JO de 1968 : 50 ans après, la Métropole renoue avec le sport de haut niveau

Publiée le 7 février 2018

Grenoble et sa région fêtent cette année les 50 ans de la 10e édition des Jeux Olympiques de 1968. Avant d'accueillir l'année prochaine la Coupe du monde de foot féminin.

Sylvain Frappat/Ville de Grenoble

Il y a 50 ans, le général de Gaulle ouvrait officiellement les Jeux Olympiques d’hiver à Grenoble. Le coup d’envoi des commémorations de cet événement sportif qui a tant marqué le territoire et ses habitants ont démarré mardi matin à l’Hôtel de Ville de Grenoble.

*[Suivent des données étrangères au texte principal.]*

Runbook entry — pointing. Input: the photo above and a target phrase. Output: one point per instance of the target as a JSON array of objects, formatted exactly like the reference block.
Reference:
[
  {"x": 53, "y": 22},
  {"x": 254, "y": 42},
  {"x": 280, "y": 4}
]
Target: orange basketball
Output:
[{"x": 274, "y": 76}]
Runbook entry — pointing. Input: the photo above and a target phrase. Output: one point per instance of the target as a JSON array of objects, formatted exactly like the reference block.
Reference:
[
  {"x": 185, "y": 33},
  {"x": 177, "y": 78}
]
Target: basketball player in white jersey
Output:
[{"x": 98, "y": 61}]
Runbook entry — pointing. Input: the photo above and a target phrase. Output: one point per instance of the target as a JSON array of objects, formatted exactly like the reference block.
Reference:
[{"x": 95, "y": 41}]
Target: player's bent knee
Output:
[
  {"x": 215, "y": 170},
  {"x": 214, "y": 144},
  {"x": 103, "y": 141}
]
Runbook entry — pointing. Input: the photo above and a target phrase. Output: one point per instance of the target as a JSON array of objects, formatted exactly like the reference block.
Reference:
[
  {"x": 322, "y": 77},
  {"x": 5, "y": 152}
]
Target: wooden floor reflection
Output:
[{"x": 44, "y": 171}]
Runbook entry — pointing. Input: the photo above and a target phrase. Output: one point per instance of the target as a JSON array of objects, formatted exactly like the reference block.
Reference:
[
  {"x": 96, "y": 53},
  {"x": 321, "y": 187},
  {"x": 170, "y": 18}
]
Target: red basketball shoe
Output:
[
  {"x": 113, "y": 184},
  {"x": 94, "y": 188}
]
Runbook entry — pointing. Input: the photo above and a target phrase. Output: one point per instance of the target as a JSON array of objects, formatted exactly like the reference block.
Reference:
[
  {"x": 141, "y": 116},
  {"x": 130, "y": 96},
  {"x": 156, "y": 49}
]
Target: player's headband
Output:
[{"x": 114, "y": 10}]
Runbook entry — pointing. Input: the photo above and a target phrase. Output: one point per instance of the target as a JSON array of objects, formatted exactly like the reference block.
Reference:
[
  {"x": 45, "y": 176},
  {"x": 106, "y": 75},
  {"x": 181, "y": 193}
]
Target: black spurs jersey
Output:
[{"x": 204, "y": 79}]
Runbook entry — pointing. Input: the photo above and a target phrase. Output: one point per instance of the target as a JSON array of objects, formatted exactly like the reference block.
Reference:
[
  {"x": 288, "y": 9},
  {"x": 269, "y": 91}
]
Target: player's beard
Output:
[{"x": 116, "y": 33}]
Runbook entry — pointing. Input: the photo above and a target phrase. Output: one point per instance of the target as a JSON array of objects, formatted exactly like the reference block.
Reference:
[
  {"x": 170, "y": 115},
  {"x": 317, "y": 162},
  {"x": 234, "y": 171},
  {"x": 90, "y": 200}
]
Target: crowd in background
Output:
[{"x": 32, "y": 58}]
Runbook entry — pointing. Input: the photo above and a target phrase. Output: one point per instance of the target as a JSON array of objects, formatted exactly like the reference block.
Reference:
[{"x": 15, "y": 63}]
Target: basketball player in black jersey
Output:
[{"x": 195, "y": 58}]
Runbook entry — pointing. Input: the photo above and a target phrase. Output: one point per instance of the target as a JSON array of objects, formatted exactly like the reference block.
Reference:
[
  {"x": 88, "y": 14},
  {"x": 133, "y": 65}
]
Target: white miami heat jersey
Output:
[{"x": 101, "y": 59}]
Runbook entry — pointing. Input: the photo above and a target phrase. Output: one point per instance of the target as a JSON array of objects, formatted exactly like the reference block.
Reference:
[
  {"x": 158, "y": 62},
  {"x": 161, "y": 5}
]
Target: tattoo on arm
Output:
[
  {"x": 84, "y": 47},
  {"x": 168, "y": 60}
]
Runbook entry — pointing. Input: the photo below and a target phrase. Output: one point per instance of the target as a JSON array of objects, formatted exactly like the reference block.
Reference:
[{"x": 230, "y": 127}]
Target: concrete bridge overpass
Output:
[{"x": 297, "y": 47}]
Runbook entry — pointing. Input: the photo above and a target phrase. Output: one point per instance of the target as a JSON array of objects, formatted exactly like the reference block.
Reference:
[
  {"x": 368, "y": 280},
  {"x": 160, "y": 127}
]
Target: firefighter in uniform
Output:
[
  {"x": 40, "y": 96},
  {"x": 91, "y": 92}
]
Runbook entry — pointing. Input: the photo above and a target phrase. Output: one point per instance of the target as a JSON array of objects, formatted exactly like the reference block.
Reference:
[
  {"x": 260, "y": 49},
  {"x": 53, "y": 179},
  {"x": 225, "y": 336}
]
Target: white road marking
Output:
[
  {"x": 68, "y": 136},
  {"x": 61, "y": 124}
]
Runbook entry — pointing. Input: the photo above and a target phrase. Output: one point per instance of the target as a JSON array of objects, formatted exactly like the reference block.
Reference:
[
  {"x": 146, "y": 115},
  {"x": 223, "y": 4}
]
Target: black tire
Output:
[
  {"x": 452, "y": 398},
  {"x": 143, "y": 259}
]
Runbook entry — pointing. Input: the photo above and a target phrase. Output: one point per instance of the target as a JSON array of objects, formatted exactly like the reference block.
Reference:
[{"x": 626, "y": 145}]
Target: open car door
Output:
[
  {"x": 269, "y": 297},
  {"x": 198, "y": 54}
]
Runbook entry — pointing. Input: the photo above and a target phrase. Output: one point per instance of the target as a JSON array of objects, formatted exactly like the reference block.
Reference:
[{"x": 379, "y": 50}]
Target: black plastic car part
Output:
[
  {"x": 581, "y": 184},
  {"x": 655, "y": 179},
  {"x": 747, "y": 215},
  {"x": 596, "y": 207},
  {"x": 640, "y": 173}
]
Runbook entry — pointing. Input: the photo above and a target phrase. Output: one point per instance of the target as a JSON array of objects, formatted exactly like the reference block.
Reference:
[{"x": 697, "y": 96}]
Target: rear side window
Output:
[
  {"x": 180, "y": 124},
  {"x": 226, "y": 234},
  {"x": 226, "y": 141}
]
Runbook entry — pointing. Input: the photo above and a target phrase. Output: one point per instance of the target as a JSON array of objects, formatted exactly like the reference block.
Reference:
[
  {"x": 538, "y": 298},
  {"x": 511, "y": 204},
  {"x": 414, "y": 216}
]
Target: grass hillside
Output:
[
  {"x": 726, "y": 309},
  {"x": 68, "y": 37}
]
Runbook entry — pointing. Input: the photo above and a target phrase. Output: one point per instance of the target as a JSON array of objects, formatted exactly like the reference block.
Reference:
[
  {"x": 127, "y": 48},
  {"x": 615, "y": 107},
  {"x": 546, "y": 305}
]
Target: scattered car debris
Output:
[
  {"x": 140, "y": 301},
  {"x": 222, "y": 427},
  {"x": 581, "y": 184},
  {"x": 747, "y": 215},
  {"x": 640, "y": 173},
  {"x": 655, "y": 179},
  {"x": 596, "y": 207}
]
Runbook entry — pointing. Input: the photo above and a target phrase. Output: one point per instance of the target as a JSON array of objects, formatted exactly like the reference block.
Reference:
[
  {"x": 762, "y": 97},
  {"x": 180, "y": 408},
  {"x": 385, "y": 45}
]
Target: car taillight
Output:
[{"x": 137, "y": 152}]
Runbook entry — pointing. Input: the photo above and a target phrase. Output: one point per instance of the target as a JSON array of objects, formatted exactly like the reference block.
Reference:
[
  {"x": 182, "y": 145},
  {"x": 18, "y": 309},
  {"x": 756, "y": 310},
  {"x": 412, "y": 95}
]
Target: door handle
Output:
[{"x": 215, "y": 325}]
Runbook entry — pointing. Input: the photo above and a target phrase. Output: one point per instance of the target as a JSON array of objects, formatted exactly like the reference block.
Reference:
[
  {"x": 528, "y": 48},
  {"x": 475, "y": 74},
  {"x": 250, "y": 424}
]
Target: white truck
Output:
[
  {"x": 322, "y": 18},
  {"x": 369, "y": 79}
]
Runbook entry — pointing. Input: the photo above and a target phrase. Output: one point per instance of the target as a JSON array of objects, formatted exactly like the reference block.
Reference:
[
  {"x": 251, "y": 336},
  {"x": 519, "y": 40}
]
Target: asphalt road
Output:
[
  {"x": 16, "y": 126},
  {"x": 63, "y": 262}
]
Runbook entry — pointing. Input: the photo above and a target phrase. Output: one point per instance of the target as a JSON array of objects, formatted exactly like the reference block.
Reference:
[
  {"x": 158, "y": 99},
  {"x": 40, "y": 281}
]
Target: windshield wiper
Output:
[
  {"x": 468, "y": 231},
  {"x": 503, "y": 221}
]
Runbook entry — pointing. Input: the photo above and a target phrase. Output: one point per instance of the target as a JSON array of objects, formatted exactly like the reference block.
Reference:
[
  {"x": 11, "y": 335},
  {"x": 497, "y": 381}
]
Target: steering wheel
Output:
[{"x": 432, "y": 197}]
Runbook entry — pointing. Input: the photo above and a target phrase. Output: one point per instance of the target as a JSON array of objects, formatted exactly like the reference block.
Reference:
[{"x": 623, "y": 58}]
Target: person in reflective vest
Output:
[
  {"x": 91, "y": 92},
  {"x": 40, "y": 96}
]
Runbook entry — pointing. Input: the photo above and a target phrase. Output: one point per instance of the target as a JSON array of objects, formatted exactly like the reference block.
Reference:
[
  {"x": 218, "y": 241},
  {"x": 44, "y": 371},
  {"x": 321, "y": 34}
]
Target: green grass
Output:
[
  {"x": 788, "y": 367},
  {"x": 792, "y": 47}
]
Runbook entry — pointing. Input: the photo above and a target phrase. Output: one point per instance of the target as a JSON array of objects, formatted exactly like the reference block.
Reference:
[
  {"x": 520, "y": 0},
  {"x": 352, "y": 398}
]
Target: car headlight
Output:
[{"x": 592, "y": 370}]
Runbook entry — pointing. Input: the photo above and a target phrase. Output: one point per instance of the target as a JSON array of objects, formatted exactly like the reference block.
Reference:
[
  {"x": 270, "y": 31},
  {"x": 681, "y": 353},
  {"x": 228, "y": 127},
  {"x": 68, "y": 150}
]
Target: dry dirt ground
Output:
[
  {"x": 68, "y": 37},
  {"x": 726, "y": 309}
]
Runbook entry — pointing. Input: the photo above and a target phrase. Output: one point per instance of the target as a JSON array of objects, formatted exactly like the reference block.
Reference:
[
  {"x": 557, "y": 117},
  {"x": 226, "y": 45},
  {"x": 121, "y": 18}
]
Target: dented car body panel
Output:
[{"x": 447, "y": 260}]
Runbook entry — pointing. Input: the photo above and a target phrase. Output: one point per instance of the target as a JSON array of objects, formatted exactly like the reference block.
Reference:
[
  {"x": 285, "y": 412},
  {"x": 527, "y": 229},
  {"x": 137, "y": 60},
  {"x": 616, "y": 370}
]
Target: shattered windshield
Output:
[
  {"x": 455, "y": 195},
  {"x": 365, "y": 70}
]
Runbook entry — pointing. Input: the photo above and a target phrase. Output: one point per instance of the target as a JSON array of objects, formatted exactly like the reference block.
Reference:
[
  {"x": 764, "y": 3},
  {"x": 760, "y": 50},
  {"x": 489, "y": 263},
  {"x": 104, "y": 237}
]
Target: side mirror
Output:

Entouré de Jean-Claude Killy, Marielle Goitschel, Guy Périllat ou encore Franco Nonès, tous médaillés en 1968, le maire Éric Piolle a d’abord rappelé que ces JO ont été « un moment fédérateur (…) qui a renforcé notre identité, nos valeurs (…) et notre capacité à aller de l’avant ».

Le triple médaillé d’or (slalom, slalom géant et descente) Jean-Claude Killy était porteur, pour l’occasion, d’un message du président du Comité international olympique, Thomas Bach, champion olympique au fleuret en 1976 : « Ces Jeux Olympiques de 1968 ont permis de démontrer la capacité de la France à organiser de grands événements (...), comme le montre l’héritage perpétué par les Jeux Olympiques d’Albertville (1992). Avec les JO de Paris 2024, la France a la possibilité une nouvelle fois d’imaginer un avenir plus grand et plus beau ».

« Un âge d’or »

Les cérémonies de commémoration se sont poursuivies avec l’ouverture des premiers « Schools Winter Games » au Palais des Sports. Rassemblant près de 500 jeunes sportifs âgés de 13 à 16 ans venant d’une vingtaine de pays du monde entier, l’événement se déroule jusqu’au 10 février sur les lieux historiques des JO de 1968 : Grenoble, Chamrousse, l’Alpe d’Huez, Villard-de-Lans et le plateau du Vercors.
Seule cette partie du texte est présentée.